Опираясь на «параллель» между «телом» государства и «телом» человека, сословный строй тюдоровской Англии защищал и автор «Диалога между кардиналом де ля Поль и Томасом Люпсетом» (1536) Томас Старки. Если король представляет «главу» государства, то «тело» его составляют «масса народа», подданные. «Тело» государства является сильным, когда его «члены» (сословия) четко и слаженно выполняют свои функции.

Перед нами образец «органической» концепции государства: сила «политического тела» зависит от способности каждой его части выполнять свои функции и назначение. Сердце этого организма – король или правители государства (если их более одного); голова, глаза, уши и другие органы чувств – королевские должностные лица; руки – это ремесленники и воины, которые защищают остальные части тела и производят необходимые им изделия; ноги – это пахари и земледельцы, потому что своим трудом поддерживают и питают остальных. Ни одно государство не может процветать, если его члены не заботятся больше об общем благе, чем о частной пользе. Последнее же достигается тем, что все члены «политического тела» трудятся совместно и в согласии, каждый выполняя свою обязанность.

Томас Элиот, автор наставления по вопросам воспитания, усматривал суть всякого порядка в различиях состояний. Никто и ничто не может существовать обособленно, а только во взаимосвязи; в сословной иерархии выражена зависимость одних от других. Без рангов, т. е. деления на высокое и низкое, общество не может быть устойчивым. Бог не наделил всех одинаковыми способностями, а дал одним их больше, нежели другим. Поэтому люди не могут быть одного состояния, равными в обществе. Тот, кто превосходит других разумом, должен содержаться за счет труда других в соответствии с его заслугами. Землепашец кормит себя и сукнодела, сукнодел одевает себя и земледельца, оба они содержат правителей, правители служат им своими способностями18. Такова стереотипная формула сословных градаций в обществе. Элиоту вторит его современник Джон Чик. В каждом государстве одни должны управлять, другие – подчиняться, ибо люди не в равной степени мудры. И как вывод: со стороны простолюдинов – безумие стремиться изменить свое состояние. Только дух спеси может внушить им, будто они из того же теста, что и лучшие.

Однако каждое сословие полезно только «на своем месте», в рамках отведенной ему функции, а функции эти не взаимозаменяемы, а «взаимодополняемы». «Горшечник и штукатур, знающие только свое ремесло, мало что сделают при отправлении правосудия. Пахарь или возчик вряд ли смогут ответить, почему ткач и валяльщик непригодны в качестве военачальников или для должности любого другого управляющего» 19.

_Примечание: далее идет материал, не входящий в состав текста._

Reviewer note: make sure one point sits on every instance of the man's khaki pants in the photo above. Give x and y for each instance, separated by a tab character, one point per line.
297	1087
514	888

Нет сомнения, что все аспекты рассмотренного стереотипа были хорошо знакомы Шекспиру. Если в «Кориолане» (I, 1) мы находим почти точную аналогию концепции Старки, то в пьесе «Генрих V» архиепископ излагает более «оригинальную» версию той же концепции:

Недаром в государстве

Труды сограждан разделило небо,

Усилья всех в движенье привело,

Конечной целью смертным указав

Повиновенье. Так трудятся пчелы,

Создания, что людную страну

Порядку мудрому природы учат.

У них король и разные чины:

Одни, как власти, управляют ульем,

Ведут торговлю вне его другие,

А третьи с острым жалом, как солдаты,

В набегах грабят пышные цветы

И весело летят с добычею

В палату властелина своего;

А он, сосредоточен, величав,

Следит, как рой строителей поющих

Возводит дружно своды золотые.

Заготовляют горожане мед,

И бедные носильщики толпятся

С тяжелой ношей в тесных воротах;

Так вещи однородные в основе

Свершаться могут разными путями…

Как много рек в одно впадает море,

Как в центре диска многих линий встреча…

«Генрих V», I, 2

В этой аллегории происхождение сословного строя объясняется промыслом божьим, его суть – разделение необходимых для блага целого функций между отдельными членами общества, его принцип – взаимная полезность и взаимное служение, его результат – «общее благо», полная удовлетворенность сословий своим положением, особенности эта удовлетворенность подчеркивается у сословий, которым «небом» предписаны трудовые функции: ведь поют не «властелин улья» и «управляющие», а пчелы-строители. Наконец, сословное деление – универсальный способ объединить разрозненное «множество в согласное целое». Однако, помимо традиционных элементов, в этой версии «справедливого» общественного строя обращает на себя внимание следующее: сословный строй общества – «звено» от века существующего «вселенского порядка» – находит полное соответствие в природе и в качестве такого оказывается единственно возможным и разумным.

Проповедь социального повиновения в господствовавшей в тюдоровской Англии «концепции» – едва ли не важнейшая цель общественно-политических трактатов и рассуждений, церковных проповедей и увещаний. Как уже подчеркивалось, в изложении натурфилософской концепции «цепи бытия» всегда имелся скрытый идеологический умысел. Однако он становится явным, когда авторы переходят к тому звену «цепи», в котором воплощается человеческое общество.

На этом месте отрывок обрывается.